Welcome to Gadling’s Friday feature, Plane Answers, where our resident airline pilot, Kent Wien, answers your questions about everything from takeoff to touchdown and beyond. Have a question of your own? Ask away!
How is it that the plane stays straight as it’s accelerating down the runway? Is there an actual “steering wheel” of sorts that one of the pilots steers? If so, is it an “art” or talent of such to keep the airplane straight?
On the captain’s side of the airplane, next to his left knee is a ’tiller’ that helps him steer the airplane at slow speeds-anything less than 40 knots or so. The captain will steer the airplane onto the runway and once it’s aligned he’ll take his hand off the tiller. Either he or the co-pilot will then make the takeoff using their rudder pedals.
Unlike the pedals found in your car a car, the rudder pedals on an airplane do three things. They allow a pilot to steer on the ground left and right, turning the nosewheel up to six degrees either way at full deflection. They also control the rudder, which is most essential when flying on one engine when pilots need to counter the yaw associated with an engine failure, or when landing in a crosswind when pilots will use the rudder to align the airplane with the runway just before touching down.
While there may not be much ‘art’ to it, I enjoy trying to make frequent but tiny corrections while going down the runway since anyone sitting in the very back will feel each movement of the rudder. It’s also nice to avoid taking off directly down the center of the runway, since runway centerline lights are installed there which create a banging noise each time the nosewheel tire runs over them.

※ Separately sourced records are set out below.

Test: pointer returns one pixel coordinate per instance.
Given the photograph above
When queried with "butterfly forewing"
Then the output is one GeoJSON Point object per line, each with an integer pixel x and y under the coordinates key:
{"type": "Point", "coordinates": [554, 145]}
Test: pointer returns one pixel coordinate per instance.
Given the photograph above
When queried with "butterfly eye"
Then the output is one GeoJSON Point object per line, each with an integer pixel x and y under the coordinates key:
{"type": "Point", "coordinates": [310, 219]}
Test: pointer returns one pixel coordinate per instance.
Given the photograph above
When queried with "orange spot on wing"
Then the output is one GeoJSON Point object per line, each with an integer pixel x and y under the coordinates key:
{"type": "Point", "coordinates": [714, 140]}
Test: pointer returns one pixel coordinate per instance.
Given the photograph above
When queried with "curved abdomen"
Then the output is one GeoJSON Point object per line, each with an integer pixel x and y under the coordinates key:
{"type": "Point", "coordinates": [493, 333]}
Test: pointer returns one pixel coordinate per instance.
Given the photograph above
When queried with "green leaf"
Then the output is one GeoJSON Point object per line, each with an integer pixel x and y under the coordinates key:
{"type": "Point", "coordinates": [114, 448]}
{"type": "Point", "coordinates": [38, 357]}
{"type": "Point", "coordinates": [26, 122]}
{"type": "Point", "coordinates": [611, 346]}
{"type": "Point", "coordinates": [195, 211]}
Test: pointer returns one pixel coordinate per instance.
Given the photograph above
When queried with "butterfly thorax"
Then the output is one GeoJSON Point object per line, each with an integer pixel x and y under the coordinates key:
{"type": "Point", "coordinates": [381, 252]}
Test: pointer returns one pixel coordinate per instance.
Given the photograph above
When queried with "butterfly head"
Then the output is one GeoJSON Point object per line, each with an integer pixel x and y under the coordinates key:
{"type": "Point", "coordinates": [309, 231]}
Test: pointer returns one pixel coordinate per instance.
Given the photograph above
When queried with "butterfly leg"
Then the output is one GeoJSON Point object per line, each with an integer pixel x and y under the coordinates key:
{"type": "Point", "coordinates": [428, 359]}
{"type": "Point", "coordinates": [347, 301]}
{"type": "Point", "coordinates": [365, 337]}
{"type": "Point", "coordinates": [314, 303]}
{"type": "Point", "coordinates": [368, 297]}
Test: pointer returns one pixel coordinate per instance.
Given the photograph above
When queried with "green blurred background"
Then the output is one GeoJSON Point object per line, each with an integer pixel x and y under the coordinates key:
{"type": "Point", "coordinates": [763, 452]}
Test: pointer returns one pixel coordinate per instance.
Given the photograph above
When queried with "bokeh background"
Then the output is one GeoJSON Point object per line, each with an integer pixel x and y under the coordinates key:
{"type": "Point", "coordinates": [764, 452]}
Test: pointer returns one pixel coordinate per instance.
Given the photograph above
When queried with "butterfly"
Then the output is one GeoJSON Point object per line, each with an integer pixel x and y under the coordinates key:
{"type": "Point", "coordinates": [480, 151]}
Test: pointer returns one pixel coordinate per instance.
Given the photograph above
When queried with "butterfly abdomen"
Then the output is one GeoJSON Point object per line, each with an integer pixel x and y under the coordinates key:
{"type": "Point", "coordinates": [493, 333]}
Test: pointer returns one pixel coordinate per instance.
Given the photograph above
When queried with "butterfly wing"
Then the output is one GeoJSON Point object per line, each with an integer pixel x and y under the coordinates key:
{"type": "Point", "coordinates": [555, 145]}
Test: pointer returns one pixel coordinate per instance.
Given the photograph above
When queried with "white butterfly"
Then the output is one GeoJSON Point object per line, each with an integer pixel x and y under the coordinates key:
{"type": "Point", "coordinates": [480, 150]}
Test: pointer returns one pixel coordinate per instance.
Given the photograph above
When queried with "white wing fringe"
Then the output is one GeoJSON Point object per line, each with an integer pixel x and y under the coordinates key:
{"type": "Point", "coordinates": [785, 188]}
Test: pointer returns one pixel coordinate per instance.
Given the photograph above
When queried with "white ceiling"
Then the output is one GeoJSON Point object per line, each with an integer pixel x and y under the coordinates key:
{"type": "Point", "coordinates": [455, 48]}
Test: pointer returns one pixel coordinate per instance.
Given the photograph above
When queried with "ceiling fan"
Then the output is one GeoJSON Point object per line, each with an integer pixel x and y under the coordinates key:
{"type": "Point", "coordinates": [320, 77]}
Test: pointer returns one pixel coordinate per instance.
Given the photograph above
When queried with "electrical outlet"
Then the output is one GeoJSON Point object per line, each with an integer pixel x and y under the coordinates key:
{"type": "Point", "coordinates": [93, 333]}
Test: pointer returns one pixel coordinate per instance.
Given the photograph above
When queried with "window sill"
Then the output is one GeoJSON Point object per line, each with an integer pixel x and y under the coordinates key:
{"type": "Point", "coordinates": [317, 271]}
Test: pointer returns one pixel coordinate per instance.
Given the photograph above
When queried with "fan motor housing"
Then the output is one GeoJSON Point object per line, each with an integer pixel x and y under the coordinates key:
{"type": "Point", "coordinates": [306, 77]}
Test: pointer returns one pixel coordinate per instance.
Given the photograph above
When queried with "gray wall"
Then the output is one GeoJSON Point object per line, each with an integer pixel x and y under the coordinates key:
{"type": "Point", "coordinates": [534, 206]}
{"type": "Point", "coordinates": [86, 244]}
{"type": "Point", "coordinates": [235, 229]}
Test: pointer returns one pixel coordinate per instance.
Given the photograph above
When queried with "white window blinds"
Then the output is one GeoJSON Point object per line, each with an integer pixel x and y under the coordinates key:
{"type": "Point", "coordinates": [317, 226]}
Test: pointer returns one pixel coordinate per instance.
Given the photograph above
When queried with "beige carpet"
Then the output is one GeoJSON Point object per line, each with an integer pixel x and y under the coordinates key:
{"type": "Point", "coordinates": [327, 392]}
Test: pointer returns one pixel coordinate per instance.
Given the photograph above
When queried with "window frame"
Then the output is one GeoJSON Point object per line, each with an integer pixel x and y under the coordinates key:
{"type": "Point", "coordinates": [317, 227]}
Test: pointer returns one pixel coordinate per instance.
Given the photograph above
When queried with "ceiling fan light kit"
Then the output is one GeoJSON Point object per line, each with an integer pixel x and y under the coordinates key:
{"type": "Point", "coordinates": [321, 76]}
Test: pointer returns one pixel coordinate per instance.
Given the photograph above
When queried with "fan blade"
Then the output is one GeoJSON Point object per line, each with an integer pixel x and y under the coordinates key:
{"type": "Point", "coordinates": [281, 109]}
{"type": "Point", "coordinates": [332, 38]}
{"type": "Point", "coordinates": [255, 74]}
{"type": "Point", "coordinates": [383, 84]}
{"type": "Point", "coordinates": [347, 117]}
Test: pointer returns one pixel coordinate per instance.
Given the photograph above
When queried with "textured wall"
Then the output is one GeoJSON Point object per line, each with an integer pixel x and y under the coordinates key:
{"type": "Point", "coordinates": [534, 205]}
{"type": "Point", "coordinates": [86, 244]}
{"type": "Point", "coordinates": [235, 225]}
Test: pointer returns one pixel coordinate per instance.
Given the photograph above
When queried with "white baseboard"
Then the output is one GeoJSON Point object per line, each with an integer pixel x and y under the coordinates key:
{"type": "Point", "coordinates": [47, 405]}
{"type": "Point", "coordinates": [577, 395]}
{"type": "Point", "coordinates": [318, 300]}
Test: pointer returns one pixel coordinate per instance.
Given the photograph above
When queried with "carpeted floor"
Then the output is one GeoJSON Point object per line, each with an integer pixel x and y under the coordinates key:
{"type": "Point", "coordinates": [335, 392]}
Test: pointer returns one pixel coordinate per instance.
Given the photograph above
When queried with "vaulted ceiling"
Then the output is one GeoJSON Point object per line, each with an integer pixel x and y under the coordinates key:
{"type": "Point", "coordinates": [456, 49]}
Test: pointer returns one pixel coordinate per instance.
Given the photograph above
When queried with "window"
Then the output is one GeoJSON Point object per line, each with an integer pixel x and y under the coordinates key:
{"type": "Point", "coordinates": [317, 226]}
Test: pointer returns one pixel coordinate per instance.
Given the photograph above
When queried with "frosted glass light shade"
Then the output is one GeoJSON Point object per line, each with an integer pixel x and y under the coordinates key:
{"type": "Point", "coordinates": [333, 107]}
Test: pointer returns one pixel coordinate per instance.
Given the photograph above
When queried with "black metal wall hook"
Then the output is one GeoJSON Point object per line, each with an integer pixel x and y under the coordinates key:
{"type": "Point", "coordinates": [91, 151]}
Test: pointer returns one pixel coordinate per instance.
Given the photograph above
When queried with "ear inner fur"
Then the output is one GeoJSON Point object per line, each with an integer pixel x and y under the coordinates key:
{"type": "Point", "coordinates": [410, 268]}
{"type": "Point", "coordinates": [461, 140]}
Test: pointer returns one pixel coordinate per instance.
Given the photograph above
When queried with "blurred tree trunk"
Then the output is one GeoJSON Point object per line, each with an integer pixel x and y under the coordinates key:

So offsetting just a foot to the right or left is a common practice.
I’ve noticed after takeoff when climbing (I’m always listening to make sure the engines are running) that the speed of the engines will slow down a little even though we haven’t reached are cruising altitude. Why?
Most airplanes have a limitation by the manufacturer for the takeoff power setting not to exceed five minutes. To make sure pilots don’t close in on that limitation, the procedure at almost every airport in the U.S. is to reduce the power at 1000 feet (1500 feet in Europe) by selecting ‘climb power’ which is slightly less thrust than takeoff power.
Some airports, most notably Orange County in Santa Ana, California have special procedures where the power must be reduced even more aggressively after takeoff as a way to ‘reduce the volume’ when flying over noise-sensitive residential areas.
Susan asks an unusual question:
While flying from Fresno to Dallas, the cockpit announced an actress’s name upon take off and landing. What’s that about?
I have no idea. Has anyone else out there heard this? You do have me curious though; which actress?
I fly a local airline inter-island in hawaii and to the west coast. On preparing for landing everyone is asked of course for seat to be put upright, tray tables closed and fastened, but they also ask that window shades be opened. Why? I couldn’t figure this one out.
Since it’s not a procedure at my airline, I can only guess the reason. Just as there are airlines that require cabin lighting to be dimmed during landing, perhaps the Hawaiian carrier wants to improve the flight attendant’s ability to assess any potential problems during or after landing. This requirement seems to be more common among non-U.S. carriers.
During a recent televised emergency landing of an MD-80, passengers were asked to lower their shades. I’ve never come up with a good reason for this, but I’m sure someone out there knows. Anyone?